BOYS SOCCER PREVIEW: Lumberjacks rebuild with plenty of talent

The Cloquet-Esko-Carlton boys soccer team reached the section final last season with an experienced group of players -- and hopefully reloads for another run this fall thanks to a very talented junior class.

Cloquet junior midfielder Ryan Fredrickson races Jose Pepe’ Sanchez to get to the ball first and get it out of scoring range during the Lumberjacks’ first game at home Thursday, Aug. 25, against Columbia Heights. Cloquet-Esko-Carlton lost 3-1. Jamie Lund/

The Cloquet-Esko-Carlton boys soccer team reached the section final last season with an experienced group of players - and hopefully reloads for another run this fall thanks to a very talented junior class.

And just as soon as this year’s edition learns to play with the same edge as previous Lumberjacks teams, the stage is probably set for even more success.

CEC lost 3-1 on Aug. 25 to a Columbia Heights team it beat last season - a wakeup call for Archie Clark’s players right out of the chute.

“The game wasn’t dissimilar to last year,” Clark said. “They (the Hylanders) were skilled but certainly beatable. We just didn’t have that physical or mental toughness to deal with them on our field. I’m actually a bit disappointed at how we came out.”

Despite that talented junior class, CEC’s best player is most likely a sophomore: Kade Bender led the scoring charts last year and scored the team’s goal against Columbia Heights with an audacious 40-yard lob when he caught the opposing keeper too far off his goal line.


“He (Bender) added five to 10 pounds of muscle and didn’t lose a step,” Clark said. For a 10th-grader he is physically very imposing, with wide shoulders, and he’s big and strong. He sees the field like nobody else.”

Bender’s physicality and size gives Clark plenty of options as to how and where to play him.

“He’d be great in the midfield, but we have lots of players with good touch of the ball there,” Clark said. “He’s our only natural finisher, though, so that means he plays in the box.”

There, Bender’s size allows him to act as a target man, taking passes from teammates and either using his vision to find scoring opportunities for others, or beating his man off the dribble to find space for a shot himself.

Bender can also play with his back to goal in a manner similar to a basketball player in a high post position, using his strength to hold up the ball while his teammates make runs to create space. When he turns toward goal with the ball, the offense moves right along with him.

“One of his best skills is to turn and see where pressure is coming from,” Clark said. “Having his back to goal is the best way for him to play.”

That said, Clark said the team misses Robbie Sobczak in midfield.

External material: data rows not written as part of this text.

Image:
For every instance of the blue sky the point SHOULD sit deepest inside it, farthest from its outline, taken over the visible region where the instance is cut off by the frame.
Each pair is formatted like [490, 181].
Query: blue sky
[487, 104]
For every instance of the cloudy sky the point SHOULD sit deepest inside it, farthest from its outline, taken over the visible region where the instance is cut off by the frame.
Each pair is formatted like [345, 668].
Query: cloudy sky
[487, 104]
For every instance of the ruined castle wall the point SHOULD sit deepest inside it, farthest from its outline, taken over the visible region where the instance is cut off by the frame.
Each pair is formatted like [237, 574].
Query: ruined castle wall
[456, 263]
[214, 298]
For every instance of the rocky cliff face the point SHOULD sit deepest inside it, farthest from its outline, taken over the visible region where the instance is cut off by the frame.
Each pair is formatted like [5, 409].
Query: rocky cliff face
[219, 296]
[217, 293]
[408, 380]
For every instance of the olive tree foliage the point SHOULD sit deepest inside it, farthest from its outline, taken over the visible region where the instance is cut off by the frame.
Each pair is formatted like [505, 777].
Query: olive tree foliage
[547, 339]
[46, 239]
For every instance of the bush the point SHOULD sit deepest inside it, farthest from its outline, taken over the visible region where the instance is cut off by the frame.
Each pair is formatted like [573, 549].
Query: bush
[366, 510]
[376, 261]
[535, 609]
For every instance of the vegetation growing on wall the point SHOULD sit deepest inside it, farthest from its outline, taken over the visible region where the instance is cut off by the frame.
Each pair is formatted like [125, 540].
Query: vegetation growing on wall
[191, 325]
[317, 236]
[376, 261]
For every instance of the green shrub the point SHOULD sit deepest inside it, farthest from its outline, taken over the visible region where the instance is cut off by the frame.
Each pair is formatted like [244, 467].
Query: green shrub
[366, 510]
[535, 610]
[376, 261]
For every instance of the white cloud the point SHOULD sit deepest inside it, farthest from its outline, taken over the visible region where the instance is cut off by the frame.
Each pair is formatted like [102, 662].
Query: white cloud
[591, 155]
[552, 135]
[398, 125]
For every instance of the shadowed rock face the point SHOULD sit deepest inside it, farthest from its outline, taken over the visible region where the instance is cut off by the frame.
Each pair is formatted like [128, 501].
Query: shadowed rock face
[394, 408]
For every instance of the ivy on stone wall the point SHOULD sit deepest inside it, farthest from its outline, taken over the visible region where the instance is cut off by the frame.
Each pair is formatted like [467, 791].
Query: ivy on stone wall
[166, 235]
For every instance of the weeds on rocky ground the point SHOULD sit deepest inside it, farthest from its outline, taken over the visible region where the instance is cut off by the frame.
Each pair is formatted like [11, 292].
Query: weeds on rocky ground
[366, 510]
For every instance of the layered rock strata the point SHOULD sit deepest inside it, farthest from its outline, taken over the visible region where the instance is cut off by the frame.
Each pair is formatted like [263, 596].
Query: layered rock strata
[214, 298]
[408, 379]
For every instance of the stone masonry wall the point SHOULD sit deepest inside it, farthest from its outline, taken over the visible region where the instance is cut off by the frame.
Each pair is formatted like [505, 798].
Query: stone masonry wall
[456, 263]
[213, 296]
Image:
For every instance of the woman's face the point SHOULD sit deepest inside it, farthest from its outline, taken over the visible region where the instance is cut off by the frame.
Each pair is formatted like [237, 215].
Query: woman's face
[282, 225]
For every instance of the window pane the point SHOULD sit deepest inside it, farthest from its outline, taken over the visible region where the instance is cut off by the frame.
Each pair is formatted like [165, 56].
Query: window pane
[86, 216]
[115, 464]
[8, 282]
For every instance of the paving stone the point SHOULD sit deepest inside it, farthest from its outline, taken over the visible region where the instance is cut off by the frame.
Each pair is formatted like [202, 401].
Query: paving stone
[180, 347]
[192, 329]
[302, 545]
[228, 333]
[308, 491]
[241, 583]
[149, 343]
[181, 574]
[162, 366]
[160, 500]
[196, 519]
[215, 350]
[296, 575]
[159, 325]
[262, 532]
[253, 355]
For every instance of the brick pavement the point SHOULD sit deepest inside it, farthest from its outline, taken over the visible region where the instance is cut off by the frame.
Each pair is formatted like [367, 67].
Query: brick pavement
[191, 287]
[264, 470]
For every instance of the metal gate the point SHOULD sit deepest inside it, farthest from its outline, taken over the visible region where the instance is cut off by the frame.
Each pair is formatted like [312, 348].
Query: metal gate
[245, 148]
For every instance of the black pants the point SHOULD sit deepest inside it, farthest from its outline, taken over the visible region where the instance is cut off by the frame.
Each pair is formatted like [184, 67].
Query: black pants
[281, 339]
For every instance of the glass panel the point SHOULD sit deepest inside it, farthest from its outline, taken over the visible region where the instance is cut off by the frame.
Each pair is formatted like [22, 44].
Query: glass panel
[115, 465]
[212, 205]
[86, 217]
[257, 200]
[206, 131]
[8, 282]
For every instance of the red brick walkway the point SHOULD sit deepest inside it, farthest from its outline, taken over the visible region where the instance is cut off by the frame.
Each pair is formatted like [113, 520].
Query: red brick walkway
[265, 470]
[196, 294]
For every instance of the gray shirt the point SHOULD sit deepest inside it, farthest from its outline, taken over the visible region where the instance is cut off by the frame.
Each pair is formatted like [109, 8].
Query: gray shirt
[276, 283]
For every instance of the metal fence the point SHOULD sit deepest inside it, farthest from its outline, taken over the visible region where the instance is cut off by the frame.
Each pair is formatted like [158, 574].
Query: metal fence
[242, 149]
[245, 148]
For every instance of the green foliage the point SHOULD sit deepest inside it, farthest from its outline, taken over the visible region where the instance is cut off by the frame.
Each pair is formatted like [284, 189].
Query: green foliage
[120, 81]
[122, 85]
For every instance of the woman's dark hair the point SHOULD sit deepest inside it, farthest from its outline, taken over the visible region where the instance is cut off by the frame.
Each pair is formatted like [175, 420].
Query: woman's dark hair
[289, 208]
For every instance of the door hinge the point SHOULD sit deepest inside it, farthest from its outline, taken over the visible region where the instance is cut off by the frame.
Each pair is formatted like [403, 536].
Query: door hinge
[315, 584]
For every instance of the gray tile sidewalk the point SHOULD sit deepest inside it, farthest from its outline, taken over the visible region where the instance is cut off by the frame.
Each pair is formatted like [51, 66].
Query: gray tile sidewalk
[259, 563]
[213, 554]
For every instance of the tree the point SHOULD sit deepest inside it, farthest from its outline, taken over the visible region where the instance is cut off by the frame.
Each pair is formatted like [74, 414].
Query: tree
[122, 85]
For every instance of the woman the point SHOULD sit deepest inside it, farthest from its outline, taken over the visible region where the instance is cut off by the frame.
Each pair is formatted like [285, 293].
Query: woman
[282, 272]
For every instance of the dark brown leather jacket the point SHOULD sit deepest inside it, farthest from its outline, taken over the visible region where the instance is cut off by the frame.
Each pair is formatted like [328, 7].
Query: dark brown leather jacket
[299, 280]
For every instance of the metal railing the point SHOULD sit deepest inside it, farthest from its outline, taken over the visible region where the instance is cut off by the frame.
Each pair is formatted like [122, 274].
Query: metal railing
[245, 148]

“He was a force,” Clark said. “He played with everything he had every minute, and this team has to learn that. The Columbia Heights game might be a wakeup call for us. These guys think they’re pretty good, and that brought us back down to earth. But they can be pretty good if they learn to be physical.”


The team’s talent and skills will allow Clark to consider up to three different tactical formations depending on the opponents - the team’s standard 3-5-2 formation, with two of the five midfielders functioning as wing backs to allow for width and overlap in attack; a standard 4-4-2 alignment played by many teams around the world; and a 4-5-1 alignment using Bender as a single striker and providing greater defense in depth.

“They can play a lot of different ways,” Clark said. “Our players take as much pleasure at making a great pass as they do in scoring a goal, so whether Kade scores a goal or lays off a pass for a teammate, it makes no never mind to him.”

Senior Jay Boder will get the goalkeeping chores for the team.

“He has paid the price in the program for a long time and he’s one of our captains,” Clark said. “Unless we’re way ahead late in the game, I don’t see him coming off.”

Still, Clark would like to see more physicality from his team as an integral element of success.

“They were terrific until Columbia Heights, when they looked tight and afraid to make a mistake,” Clark said. “You can’t play that way. You have to be loose and let it flow. I’m looking for them to find their physical toughness and not let other teams dictate the tempo. You can do that with shoulder charges and legally putting other players off the ball. The earlier we remember how to do that, the better off we will be.”

Finding their stroke will need to come quickly - nearly one-third of the team’s schedule will be complete before school even starts, as CEC has four games scheduled this week, a potentially exhausting schedule which will require players to save their legs.

But success early on will make the Lumberjacks formidable again at the end of the season.


“I would think we are right up there,” Clark said. “Everyone discounts Hermantown but they have good leaders, Denfeld is good, Marshall has some very skilled young kids, Chisago Lakes is good and who knows what Grand Rapids and Hibbing have.”